パンクの原因は、コンコルドが離陸するわずか5分前に離陸したコンチネンタル空港のDC-10が滑走路に落とした部品によるものだったのです。もし、エンジンの異常がなく予定通り離陸していたら、コンコルド4590便の事故は起こっていなかったことになります。
911米国同時多発テロにより航空業界が大打撃を受けると、ついにAFは2003年5月、BAは同年10月にコンコルドの運航を終了したのです。
2003年10月24日、ロンドンのヒースロー空港では20万人を超える人が大空を見つめていました。コンコルドが着陸し、コクピットからイギリスの国旗が降られると歓声が沸き上がりました。そして、超音速旅客機コンコルドは27年間の仕事を終え、大空からその姿を消したのです。
24 Oct 03-Concorde-last-landing-BBC-edit4b.wmv
コンコルドの終焉によって超音速旅客機の実現は絶望的なものになりましたが、2020年代になって再び機運が高まっています。
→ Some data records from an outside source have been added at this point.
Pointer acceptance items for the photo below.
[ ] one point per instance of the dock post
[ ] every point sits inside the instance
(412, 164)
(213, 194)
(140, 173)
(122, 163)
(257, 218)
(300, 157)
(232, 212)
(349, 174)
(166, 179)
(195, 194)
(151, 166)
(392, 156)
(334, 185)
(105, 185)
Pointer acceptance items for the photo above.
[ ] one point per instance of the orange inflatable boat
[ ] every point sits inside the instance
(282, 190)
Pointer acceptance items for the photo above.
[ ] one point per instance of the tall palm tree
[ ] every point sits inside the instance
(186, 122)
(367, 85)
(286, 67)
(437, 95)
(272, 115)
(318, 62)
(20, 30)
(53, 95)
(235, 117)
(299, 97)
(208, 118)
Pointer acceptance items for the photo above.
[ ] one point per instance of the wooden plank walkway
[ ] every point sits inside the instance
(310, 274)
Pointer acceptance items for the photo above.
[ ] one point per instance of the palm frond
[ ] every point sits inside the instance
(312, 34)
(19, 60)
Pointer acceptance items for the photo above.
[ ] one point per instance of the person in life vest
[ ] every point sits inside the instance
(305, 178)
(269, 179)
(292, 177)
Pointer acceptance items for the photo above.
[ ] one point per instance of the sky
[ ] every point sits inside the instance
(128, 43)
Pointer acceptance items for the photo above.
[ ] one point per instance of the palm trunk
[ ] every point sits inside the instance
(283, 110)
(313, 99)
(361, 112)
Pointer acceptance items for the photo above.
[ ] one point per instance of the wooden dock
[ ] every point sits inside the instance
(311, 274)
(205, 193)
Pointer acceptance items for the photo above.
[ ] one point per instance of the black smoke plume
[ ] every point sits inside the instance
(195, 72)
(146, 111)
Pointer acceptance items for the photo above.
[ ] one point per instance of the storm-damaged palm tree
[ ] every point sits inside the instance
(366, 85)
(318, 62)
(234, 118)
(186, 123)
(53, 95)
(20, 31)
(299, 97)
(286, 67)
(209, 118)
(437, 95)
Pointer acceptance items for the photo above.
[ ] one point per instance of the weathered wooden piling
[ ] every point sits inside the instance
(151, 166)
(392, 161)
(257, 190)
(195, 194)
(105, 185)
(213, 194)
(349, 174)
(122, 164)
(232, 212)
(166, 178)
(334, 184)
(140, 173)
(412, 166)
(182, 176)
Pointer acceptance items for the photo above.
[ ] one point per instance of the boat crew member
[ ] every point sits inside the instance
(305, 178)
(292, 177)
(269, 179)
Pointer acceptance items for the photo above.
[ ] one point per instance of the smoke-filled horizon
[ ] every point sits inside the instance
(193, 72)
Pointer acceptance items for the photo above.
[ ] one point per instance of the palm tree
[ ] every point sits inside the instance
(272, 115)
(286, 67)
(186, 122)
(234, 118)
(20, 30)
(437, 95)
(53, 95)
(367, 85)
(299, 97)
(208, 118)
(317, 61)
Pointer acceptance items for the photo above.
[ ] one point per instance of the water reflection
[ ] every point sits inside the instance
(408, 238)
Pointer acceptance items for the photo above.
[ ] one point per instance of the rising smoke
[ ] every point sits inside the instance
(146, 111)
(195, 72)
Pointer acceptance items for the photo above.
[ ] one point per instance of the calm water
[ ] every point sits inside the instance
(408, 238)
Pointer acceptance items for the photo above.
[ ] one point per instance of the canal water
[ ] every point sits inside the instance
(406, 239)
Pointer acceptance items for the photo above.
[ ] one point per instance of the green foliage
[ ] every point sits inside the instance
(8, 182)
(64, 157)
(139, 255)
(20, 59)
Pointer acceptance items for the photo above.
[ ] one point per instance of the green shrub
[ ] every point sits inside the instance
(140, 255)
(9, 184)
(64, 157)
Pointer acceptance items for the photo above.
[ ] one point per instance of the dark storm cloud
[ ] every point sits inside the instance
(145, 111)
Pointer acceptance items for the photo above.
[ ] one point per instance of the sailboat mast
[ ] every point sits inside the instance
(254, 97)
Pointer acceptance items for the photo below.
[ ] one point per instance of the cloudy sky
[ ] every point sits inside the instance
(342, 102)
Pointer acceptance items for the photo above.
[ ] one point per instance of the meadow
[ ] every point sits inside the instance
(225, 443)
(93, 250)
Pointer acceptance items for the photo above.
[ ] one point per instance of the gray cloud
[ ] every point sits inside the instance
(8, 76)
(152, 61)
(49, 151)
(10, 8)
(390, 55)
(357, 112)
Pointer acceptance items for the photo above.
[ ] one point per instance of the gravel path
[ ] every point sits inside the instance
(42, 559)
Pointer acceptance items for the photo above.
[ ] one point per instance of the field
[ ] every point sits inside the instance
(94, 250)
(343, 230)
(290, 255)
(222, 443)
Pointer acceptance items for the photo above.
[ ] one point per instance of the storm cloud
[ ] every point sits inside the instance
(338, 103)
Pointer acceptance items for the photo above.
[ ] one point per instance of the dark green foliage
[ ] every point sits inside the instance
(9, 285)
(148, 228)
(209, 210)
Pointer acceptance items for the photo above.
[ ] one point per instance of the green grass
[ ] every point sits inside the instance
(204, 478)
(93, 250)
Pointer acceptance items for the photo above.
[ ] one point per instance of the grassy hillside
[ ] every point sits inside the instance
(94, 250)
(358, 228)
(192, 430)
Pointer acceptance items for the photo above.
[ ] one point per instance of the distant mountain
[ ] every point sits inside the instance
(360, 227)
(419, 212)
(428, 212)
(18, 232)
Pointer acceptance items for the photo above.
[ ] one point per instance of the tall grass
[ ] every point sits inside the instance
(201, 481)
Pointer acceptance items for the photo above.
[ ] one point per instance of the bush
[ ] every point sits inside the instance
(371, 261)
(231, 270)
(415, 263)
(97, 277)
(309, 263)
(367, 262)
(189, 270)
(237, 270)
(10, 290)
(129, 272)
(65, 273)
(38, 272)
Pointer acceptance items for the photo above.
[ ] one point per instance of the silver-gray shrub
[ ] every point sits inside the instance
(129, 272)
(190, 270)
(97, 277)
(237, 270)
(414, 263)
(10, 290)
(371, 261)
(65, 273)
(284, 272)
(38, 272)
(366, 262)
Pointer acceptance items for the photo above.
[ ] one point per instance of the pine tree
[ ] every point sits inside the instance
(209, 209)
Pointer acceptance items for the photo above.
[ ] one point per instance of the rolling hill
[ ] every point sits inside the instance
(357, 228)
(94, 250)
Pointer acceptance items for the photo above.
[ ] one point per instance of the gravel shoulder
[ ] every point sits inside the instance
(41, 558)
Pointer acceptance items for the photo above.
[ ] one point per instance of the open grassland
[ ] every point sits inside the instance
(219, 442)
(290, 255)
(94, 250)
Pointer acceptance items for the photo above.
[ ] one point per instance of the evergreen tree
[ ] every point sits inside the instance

現在、米国コロラド州のブーム・テクノロジーが超音速旅客機の開発を進めています。
すでに試験機「XB-1」を公開しており、2021年にニューヨーク―ロンドン間3時間15分の初飛行を行う予定のようです。また、本格的な旅客機の公開は2025年を予定しているようです。
新型コロナウイルスが障害になっていることは間違いないと思いますが、コンコルドが果たせなかった夢をのせた超音速旅客機が再び世界の空を駆け抜ける日はそう遠くないかもしれません。